Letters 9-25-13


Shark harassment should not be tolerated

I am writing this in response to an article in West Hawaii Today on Sept. 14, and the community’s outrage to the brutal harassment and torture of a tiger shark at Honokohau Harbor. Not only did this misguided youth go there with the intent to hurt an innocent animal, he had his friends take a video and they were laughing as they stood there. I barely can watch that dreadful video. What he chose to do will be etched in our minds of what is outright cruel and dishonorable.

In Hawaii, in our native culture, the mano (shark) is highly revered. Between the secular world and the spiritual world there are the aumakua, the family guardians. The mano is one of the foremost aumakua. It has been used for medicine, its skin for sacred pahu (drum) and its teeth for weapons. There are many legends of the mano, and its spirit of the aumakua goes beyond time. It is part of our traditional heritage.

We take pride in living here, with a history dating back thousands of years. The island is still steeped in the Hawaiian culture, with the most ancient sites in the state of Hawaii. This atrocious event brings shame to our island home.

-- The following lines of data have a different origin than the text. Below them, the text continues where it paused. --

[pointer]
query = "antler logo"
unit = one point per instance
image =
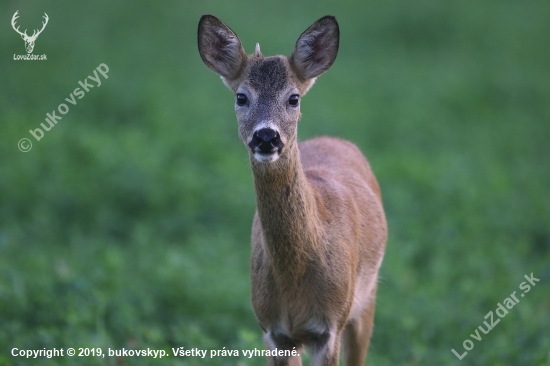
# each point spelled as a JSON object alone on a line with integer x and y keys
{"x": 29, "y": 40}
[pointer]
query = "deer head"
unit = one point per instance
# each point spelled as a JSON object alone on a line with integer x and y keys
{"x": 268, "y": 89}
{"x": 29, "y": 40}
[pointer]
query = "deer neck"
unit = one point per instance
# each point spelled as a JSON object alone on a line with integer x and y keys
{"x": 287, "y": 211}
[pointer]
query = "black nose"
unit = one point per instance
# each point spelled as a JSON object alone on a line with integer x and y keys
{"x": 266, "y": 140}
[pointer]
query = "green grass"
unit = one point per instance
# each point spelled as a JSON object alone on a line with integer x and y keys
{"x": 128, "y": 224}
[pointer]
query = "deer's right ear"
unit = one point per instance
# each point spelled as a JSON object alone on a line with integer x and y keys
{"x": 220, "y": 48}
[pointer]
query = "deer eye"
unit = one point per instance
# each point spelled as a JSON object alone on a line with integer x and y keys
{"x": 241, "y": 99}
{"x": 293, "y": 100}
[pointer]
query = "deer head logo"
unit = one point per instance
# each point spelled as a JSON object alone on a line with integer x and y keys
{"x": 29, "y": 40}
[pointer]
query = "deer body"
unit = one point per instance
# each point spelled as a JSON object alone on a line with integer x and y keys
{"x": 319, "y": 232}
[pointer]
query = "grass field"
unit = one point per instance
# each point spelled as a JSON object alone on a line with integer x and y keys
{"x": 128, "y": 223}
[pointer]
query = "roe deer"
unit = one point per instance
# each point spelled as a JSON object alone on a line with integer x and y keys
{"x": 319, "y": 233}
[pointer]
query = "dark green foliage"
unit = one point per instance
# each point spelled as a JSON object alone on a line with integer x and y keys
{"x": 128, "y": 224}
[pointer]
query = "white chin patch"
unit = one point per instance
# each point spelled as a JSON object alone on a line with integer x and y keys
{"x": 266, "y": 158}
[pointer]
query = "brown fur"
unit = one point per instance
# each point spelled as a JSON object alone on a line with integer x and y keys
{"x": 319, "y": 233}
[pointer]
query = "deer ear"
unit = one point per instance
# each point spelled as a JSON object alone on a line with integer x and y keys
{"x": 316, "y": 49}
{"x": 220, "y": 48}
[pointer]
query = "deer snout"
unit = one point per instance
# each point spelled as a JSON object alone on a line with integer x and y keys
{"x": 266, "y": 141}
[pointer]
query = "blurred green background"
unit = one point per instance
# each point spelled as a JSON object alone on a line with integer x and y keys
{"x": 128, "y": 224}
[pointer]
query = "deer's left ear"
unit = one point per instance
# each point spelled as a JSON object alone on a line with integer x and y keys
{"x": 316, "y": 49}
{"x": 220, "y": 48}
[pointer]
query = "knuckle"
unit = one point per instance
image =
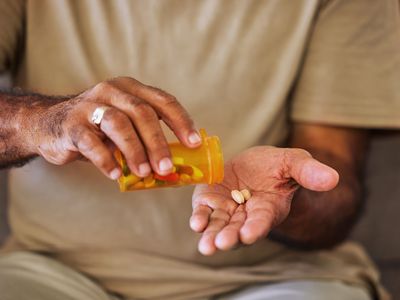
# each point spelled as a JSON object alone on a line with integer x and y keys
{"x": 86, "y": 143}
{"x": 102, "y": 161}
{"x": 157, "y": 139}
{"x": 142, "y": 109}
{"x": 164, "y": 97}
{"x": 104, "y": 87}
{"x": 301, "y": 152}
{"x": 114, "y": 120}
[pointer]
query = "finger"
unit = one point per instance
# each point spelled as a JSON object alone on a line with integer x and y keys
{"x": 229, "y": 236}
{"x": 309, "y": 172}
{"x": 260, "y": 217}
{"x": 218, "y": 219}
{"x": 200, "y": 217}
{"x": 119, "y": 129}
{"x": 168, "y": 109}
{"x": 148, "y": 128}
{"x": 92, "y": 147}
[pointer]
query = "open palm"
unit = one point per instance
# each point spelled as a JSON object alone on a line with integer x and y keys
{"x": 272, "y": 175}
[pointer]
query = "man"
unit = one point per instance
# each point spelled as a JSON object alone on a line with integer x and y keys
{"x": 234, "y": 65}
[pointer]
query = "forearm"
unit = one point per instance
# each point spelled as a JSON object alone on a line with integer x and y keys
{"x": 18, "y": 115}
{"x": 321, "y": 220}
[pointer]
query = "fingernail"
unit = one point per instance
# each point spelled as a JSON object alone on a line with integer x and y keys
{"x": 165, "y": 164}
{"x": 144, "y": 169}
{"x": 194, "y": 138}
{"x": 115, "y": 174}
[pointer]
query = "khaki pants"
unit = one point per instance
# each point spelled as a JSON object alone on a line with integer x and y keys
{"x": 25, "y": 275}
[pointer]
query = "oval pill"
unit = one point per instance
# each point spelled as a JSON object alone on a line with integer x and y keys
{"x": 237, "y": 196}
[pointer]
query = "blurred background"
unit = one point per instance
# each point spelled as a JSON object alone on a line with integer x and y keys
{"x": 378, "y": 229}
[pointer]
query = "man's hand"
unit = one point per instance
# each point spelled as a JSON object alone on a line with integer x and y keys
{"x": 272, "y": 175}
{"x": 62, "y": 132}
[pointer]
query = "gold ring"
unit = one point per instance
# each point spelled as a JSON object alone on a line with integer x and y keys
{"x": 98, "y": 114}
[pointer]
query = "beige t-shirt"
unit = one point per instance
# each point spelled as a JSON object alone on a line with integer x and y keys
{"x": 235, "y": 65}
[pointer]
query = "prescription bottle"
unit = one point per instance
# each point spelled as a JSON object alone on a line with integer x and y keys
{"x": 191, "y": 166}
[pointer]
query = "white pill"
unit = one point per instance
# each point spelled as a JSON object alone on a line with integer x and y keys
{"x": 246, "y": 194}
{"x": 237, "y": 196}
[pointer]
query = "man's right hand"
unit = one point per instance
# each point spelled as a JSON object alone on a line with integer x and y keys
{"x": 63, "y": 132}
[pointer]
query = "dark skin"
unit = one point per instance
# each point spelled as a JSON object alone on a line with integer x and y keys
{"x": 307, "y": 219}
{"x": 321, "y": 220}
{"x": 60, "y": 128}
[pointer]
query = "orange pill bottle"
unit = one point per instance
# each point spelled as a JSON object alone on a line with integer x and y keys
{"x": 204, "y": 164}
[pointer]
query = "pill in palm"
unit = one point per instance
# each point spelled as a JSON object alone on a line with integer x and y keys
{"x": 237, "y": 196}
{"x": 246, "y": 194}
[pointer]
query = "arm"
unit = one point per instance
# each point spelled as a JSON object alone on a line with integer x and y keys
{"x": 61, "y": 130}
{"x": 320, "y": 220}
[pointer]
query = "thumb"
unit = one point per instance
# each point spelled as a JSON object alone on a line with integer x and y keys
{"x": 310, "y": 173}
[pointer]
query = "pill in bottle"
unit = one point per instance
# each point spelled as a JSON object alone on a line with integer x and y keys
{"x": 203, "y": 164}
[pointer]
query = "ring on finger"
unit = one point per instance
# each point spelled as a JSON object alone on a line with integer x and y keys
{"x": 98, "y": 114}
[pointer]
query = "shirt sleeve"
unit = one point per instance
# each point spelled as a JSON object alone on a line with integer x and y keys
{"x": 11, "y": 30}
{"x": 351, "y": 70}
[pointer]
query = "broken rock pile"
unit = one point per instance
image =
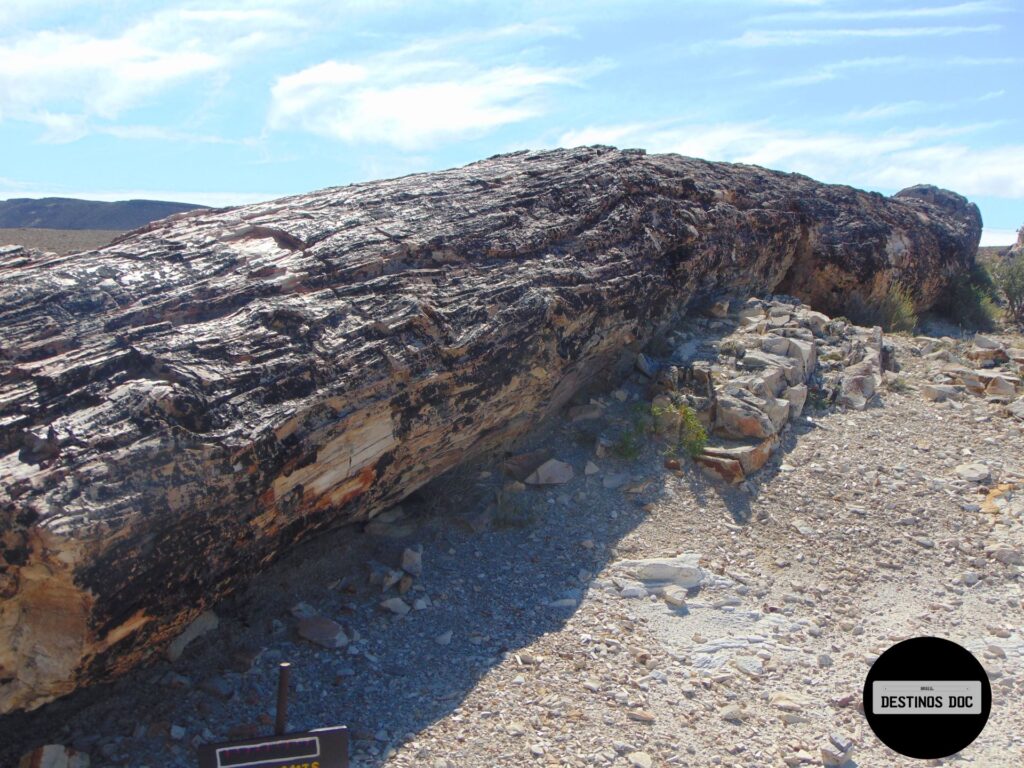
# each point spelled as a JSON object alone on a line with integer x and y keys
{"x": 779, "y": 353}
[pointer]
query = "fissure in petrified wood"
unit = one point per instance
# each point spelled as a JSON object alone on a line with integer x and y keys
{"x": 179, "y": 407}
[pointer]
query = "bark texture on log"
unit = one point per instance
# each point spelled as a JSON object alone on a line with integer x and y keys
{"x": 178, "y": 407}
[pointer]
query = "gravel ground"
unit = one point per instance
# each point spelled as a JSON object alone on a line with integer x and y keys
{"x": 58, "y": 241}
{"x": 521, "y": 649}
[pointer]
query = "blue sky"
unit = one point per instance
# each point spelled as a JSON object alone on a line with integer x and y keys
{"x": 224, "y": 101}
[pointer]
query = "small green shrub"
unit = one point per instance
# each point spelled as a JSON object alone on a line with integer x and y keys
{"x": 692, "y": 436}
{"x": 1009, "y": 279}
{"x": 894, "y": 309}
{"x": 972, "y": 303}
{"x": 628, "y": 444}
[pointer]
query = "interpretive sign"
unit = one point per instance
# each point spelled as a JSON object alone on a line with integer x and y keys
{"x": 324, "y": 748}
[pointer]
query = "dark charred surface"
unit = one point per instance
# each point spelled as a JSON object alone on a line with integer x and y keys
{"x": 178, "y": 408}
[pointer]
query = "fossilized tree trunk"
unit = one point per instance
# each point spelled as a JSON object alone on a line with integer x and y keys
{"x": 177, "y": 408}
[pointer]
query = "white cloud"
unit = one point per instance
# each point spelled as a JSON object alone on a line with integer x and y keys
{"x": 890, "y": 160}
{"x": 935, "y": 11}
{"x": 65, "y": 80}
{"x": 9, "y": 188}
{"x": 424, "y": 93}
{"x": 992, "y": 237}
{"x": 777, "y": 38}
{"x": 838, "y": 70}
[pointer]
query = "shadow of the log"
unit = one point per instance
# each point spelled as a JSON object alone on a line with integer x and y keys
{"x": 496, "y": 580}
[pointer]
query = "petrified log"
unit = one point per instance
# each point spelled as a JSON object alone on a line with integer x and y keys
{"x": 179, "y": 407}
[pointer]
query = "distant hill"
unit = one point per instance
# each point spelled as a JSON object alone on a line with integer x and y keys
{"x": 68, "y": 213}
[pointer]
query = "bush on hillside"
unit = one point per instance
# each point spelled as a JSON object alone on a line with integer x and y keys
{"x": 973, "y": 303}
{"x": 1009, "y": 278}
{"x": 893, "y": 309}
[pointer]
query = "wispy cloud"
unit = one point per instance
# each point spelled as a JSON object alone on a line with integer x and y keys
{"x": 10, "y": 188}
{"x": 888, "y": 160}
{"x": 934, "y": 11}
{"x": 66, "y": 80}
{"x": 912, "y": 107}
{"x": 426, "y": 92}
{"x": 779, "y": 38}
{"x": 995, "y": 237}
{"x": 838, "y": 70}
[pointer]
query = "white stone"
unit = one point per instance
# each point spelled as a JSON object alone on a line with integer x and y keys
{"x": 552, "y": 472}
{"x": 412, "y": 561}
{"x": 973, "y": 472}
{"x": 396, "y": 605}
{"x": 204, "y": 623}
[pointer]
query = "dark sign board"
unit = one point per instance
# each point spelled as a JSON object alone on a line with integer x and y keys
{"x": 324, "y": 748}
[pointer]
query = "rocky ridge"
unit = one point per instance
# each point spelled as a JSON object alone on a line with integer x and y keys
{"x": 631, "y": 613}
{"x": 178, "y": 408}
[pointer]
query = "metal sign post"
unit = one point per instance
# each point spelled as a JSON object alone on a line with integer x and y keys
{"x": 321, "y": 748}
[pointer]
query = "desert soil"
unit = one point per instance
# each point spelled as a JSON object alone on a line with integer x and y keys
{"x": 57, "y": 241}
{"x": 521, "y": 648}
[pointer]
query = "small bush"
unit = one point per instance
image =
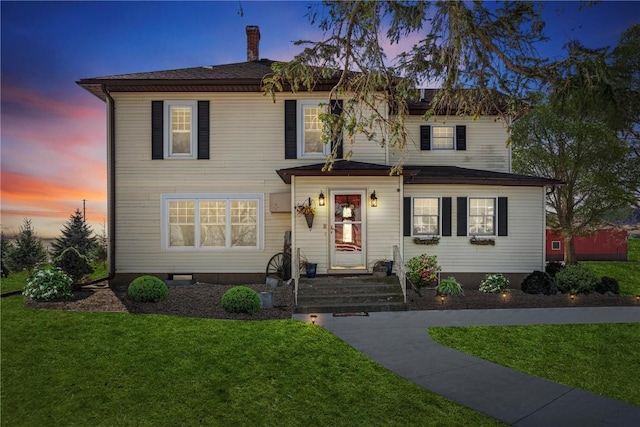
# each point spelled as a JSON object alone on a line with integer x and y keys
{"x": 553, "y": 268}
{"x": 241, "y": 299}
{"x": 576, "y": 279}
{"x": 608, "y": 284}
{"x": 449, "y": 286}
{"x": 494, "y": 283}
{"x": 46, "y": 284}
{"x": 74, "y": 264}
{"x": 422, "y": 270}
{"x": 148, "y": 289}
{"x": 538, "y": 282}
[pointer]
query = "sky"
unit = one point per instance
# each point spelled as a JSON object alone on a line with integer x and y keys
{"x": 53, "y": 132}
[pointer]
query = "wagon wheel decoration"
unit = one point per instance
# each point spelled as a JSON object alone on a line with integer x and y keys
{"x": 280, "y": 266}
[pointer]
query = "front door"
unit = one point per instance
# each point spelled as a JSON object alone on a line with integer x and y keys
{"x": 348, "y": 230}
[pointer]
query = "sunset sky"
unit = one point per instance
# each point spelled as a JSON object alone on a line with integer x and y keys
{"x": 53, "y": 137}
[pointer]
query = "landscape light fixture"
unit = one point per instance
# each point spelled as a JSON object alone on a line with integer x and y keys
{"x": 374, "y": 199}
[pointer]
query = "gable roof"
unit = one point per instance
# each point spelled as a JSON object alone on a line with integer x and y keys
{"x": 420, "y": 174}
{"x": 237, "y": 77}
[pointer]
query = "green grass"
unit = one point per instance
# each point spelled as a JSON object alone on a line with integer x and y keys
{"x": 603, "y": 358}
{"x": 626, "y": 273}
{"x": 72, "y": 368}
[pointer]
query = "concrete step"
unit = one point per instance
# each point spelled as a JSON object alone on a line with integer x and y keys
{"x": 351, "y": 308}
{"x": 344, "y": 294}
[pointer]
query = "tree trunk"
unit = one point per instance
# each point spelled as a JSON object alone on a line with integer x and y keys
{"x": 569, "y": 251}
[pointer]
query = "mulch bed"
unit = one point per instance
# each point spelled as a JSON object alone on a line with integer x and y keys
{"x": 203, "y": 301}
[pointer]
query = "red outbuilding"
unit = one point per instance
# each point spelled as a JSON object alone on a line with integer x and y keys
{"x": 604, "y": 245}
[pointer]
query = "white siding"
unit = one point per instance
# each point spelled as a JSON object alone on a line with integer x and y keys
{"x": 486, "y": 145}
{"x": 519, "y": 252}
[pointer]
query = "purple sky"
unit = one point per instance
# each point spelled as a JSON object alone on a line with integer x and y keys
{"x": 53, "y": 132}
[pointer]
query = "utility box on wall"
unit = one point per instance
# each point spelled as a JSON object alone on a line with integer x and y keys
{"x": 280, "y": 202}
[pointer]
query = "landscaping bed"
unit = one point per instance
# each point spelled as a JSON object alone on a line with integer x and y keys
{"x": 203, "y": 301}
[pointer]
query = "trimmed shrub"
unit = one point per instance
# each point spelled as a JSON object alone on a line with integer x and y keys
{"x": 553, "y": 268}
{"x": 538, "y": 282}
{"x": 47, "y": 283}
{"x": 422, "y": 270}
{"x": 494, "y": 283}
{"x": 148, "y": 289}
{"x": 608, "y": 284}
{"x": 241, "y": 299}
{"x": 576, "y": 279}
{"x": 74, "y": 264}
{"x": 449, "y": 286}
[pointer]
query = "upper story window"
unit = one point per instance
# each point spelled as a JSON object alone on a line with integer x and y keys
{"x": 180, "y": 130}
{"x": 482, "y": 216}
{"x": 426, "y": 216}
{"x": 442, "y": 138}
{"x": 212, "y": 221}
{"x": 180, "y": 124}
{"x": 310, "y": 130}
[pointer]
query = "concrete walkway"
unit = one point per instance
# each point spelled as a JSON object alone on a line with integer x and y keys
{"x": 399, "y": 341}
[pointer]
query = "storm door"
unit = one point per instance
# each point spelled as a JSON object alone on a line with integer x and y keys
{"x": 348, "y": 230}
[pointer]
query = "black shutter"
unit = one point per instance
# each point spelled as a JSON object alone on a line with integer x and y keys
{"x": 502, "y": 216}
{"x": 446, "y": 216}
{"x": 462, "y": 216}
{"x": 407, "y": 213}
{"x": 336, "y": 108}
{"x": 203, "y": 129}
{"x": 425, "y": 137}
{"x": 157, "y": 130}
{"x": 461, "y": 138}
{"x": 290, "y": 130}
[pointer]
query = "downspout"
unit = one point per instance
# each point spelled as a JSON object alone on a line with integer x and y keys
{"x": 111, "y": 190}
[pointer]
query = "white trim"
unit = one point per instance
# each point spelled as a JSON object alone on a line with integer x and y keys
{"x": 197, "y": 197}
{"x": 495, "y": 216}
{"x": 439, "y": 233}
{"x": 300, "y": 106}
{"x": 167, "y": 129}
{"x": 453, "y": 147}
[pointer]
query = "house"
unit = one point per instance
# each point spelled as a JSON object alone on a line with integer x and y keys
{"x": 603, "y": 245}
{"x": 205, "y": 174}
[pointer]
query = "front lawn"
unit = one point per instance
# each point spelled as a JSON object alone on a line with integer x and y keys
{"x": 626, "y": 273}
{"x": 73, "y": 368}
{"x": 600, "y": 358}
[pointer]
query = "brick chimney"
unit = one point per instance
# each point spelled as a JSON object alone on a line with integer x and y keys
{"x": 253, "y": 43}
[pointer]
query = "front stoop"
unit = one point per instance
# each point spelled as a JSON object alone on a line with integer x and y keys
{"x": 349, "y": 294}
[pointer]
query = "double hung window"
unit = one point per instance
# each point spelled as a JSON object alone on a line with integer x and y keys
{"x": 482, "y": 216}
{"x": 426, "y": 216}
{"x": 180, "y": 126}
{"x": 310, "y": 130}
{"x": 212, "y": 221}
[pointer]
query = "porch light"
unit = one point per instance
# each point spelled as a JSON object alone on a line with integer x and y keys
{"x": 374, "y": 199}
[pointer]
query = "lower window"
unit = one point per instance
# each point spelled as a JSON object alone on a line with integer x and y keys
{"x": 482, "y": 216}
{"x": 212, "y": 221}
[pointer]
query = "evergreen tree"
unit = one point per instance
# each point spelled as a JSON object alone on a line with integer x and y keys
{"x": 75, "y": 234}
{"x": 28, "y": 251}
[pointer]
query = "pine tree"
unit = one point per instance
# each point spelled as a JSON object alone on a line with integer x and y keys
{"x": 75, "y": 234}
{"x": 28, "y": 250}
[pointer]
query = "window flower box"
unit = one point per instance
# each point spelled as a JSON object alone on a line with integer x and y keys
{"x": 483, "y": 241}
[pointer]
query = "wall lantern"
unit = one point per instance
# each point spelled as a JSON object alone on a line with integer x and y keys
{"x": 374, "y": 199}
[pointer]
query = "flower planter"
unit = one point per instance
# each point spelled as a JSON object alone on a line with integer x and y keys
{"x": 309, "y": 219}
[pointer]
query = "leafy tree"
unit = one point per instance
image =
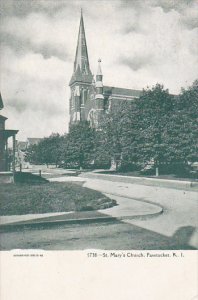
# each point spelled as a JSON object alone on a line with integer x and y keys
{"x": 155, "y": 107}
{"x": 79, "y": 145}
{"x": 47, "y": 151}
{"x": 182, "y": 129}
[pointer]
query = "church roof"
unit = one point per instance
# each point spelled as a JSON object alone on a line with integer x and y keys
{"x": 116, "y": 91}
{"x": 33, "y": 141}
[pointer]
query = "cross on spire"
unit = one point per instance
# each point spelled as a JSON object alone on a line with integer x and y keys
{"x": 81, "y": 64}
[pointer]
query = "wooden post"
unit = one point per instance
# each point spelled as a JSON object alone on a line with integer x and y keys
{"x": 6, "y": 156}
{"x": 13, "y": 160}
{"x": 157, "y": 172}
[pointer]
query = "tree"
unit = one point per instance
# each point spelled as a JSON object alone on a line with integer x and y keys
{"x": 182, "y": 130}
{"x": 47, "y": 151}
{"x": 79, "y": 145}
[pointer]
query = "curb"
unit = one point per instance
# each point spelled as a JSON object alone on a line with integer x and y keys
{"x": 57, "y": 222}
{"x": 178, "y": 184}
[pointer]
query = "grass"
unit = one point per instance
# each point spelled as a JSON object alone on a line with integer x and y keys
{"x": 18, "y": 199}
{"x": 161, "y": 176}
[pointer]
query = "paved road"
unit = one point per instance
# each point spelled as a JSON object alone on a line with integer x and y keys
{"x": 176, "y": 228}
{"x": 180, "y": 208}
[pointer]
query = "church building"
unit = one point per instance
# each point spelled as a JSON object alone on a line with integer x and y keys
{"x": 90, "y": 99}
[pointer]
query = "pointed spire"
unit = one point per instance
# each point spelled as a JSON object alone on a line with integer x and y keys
{"x": 81, "y": 64}
{"x": 99, "y": 75}
{"x": 1, "y": 102}
{"x": 99, "y": 72}
{"x": 81, "y": 58}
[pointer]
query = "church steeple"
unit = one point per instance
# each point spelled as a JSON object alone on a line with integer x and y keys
{"x": 81, "y": 71}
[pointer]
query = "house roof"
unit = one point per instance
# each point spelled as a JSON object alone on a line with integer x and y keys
{"x": 34, "y": 141}
{"x": 111, "y": 90}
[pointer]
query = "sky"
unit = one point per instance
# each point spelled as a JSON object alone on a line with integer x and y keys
{"x": 140, "y": 42}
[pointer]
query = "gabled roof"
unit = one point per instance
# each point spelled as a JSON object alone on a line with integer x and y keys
{"x": 82, "y": 70}
{"x": 3, "y": 118}
{"x": 33, "y": 141}
{"x": 111, "y": 90}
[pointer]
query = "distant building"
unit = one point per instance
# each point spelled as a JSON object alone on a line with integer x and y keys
{"x": 90, "y": 99}
{"x": 5, "y": 134}
{"x": 33, "y": 141}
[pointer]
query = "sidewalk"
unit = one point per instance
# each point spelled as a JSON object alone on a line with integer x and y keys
{"x": 127, "y": 208}
{"x": 167, "y": 183}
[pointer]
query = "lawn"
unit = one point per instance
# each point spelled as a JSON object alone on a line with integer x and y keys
{"x": 18, "y": 199}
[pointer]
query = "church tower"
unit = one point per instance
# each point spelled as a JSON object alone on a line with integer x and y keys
{"x": 82, "y": 78}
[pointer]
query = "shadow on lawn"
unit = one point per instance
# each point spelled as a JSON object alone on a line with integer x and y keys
{"x": 26, "y": 177}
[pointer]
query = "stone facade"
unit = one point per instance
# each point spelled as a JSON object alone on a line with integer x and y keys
{"x": 90, "y": 99}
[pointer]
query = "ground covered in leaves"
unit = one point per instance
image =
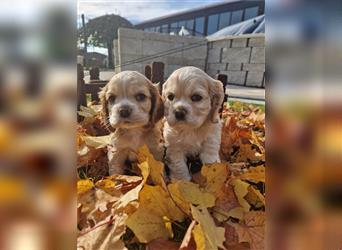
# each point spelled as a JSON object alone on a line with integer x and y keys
{"x": 223, "y": 207}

Some residents call that mano Laverne. She frequently comes into the harbor and people would feed her. She is considered a “friendly” mano. Then, this teen took advantage of that. While throwing bait to her to fool her into thinking he was a friend, he then jabs her with a hook into her mouth. Does she still have the hook embedded in her mouth? Has anyone investigated her injuries?

This horrific episode of malevolence and evil with the intent to bring harm will not be tolerated. W There is also a Facebook photo of him harassing a baby monk seal, which is illegal. I believe what he did should be illegal and he should pay a fine. He made a bad choice and will continue to suffer consequences. We need to deter this outrageous, heinous kind of behavior.

I hope you learn your lesson. What goes around will come around, and then some. You get what you give. If you cannot be kind to our animals, our aumakua, in our sacred land, then it is time to go back to where you came from.